Tuning kits for cars? waterblocks for gpus? D-brand decals for consoles etc? all of those are addition to "improve" or customize or, dare I say it, "modify" the original product they did not make.
If a game runs poorly and the devs dont give a crap to fix it, and you would put in months of sifting through the code to come up with a patch that fixes it, are not not allowed, in your opinion, to ask money for that end product?
If a piece of software lacks all kinds of integrated then many people so desperately want and you put in the effort of adding that integration, you are not allowed to ask for money for that work?
If a company refuses to release new drivers for an older product with the mindset of "just buy our newer products" and someone puts in the efforts of making those drivers so people can use their product for longer, again, better not ask anything for that effort yo!?

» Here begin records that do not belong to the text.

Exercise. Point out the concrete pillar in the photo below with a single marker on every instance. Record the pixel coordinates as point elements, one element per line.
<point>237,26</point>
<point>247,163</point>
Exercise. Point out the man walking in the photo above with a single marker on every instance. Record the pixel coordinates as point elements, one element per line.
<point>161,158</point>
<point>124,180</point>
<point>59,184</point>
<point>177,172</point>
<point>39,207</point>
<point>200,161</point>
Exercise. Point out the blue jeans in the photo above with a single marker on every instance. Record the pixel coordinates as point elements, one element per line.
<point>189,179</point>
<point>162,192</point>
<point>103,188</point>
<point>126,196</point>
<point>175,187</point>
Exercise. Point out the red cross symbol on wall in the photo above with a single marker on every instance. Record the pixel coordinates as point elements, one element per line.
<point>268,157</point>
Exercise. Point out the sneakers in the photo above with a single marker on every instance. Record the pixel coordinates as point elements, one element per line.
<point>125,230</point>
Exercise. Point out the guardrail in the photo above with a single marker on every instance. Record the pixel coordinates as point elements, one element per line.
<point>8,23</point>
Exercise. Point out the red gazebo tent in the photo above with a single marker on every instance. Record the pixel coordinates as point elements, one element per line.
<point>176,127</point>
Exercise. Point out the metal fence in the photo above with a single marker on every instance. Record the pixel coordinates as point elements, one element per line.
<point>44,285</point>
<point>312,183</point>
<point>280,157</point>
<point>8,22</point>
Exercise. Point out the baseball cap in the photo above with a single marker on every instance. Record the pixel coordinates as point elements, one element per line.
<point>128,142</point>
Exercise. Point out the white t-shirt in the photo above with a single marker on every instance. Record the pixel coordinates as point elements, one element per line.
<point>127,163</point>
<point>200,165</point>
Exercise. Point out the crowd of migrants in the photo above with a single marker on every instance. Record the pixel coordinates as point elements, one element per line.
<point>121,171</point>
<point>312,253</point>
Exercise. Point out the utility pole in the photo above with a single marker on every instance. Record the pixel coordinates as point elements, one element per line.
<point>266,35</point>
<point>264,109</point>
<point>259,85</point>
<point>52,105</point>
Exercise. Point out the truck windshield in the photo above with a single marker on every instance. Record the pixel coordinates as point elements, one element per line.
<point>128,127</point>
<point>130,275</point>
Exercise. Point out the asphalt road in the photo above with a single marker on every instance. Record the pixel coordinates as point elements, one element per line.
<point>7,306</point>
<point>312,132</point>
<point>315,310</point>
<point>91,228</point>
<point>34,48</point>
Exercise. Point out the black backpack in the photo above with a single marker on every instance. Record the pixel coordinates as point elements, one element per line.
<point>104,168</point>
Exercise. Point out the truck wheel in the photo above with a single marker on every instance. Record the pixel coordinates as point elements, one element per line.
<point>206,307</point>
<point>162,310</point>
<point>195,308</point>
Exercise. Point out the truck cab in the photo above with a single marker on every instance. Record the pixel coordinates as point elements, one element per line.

If someone asks you to install a boiler for them, its obvious you are going to ask money for that time and effort despite the fact that you did not design the boiler, build the boiler, have anything to do with running that business, you are also feeding off of someone elses work, if they did not make the boiler, you would have no job installing it and what about the roads we need to drive over to get to the house with the boiler, that is someone elses work as well.
hell, voice actors in germany rely entirely on other peoples work so they can provide a german narration for the audience.
If someone asks you to make a mod to make a piece of software work, better do that crap for free yo..... well and fingers crossed that someone throws you a dime on patreon or so I guess, seems fair.
Simple answer: no.
It corrupts everything modding stands for. Principles matter. Without principles you are lost.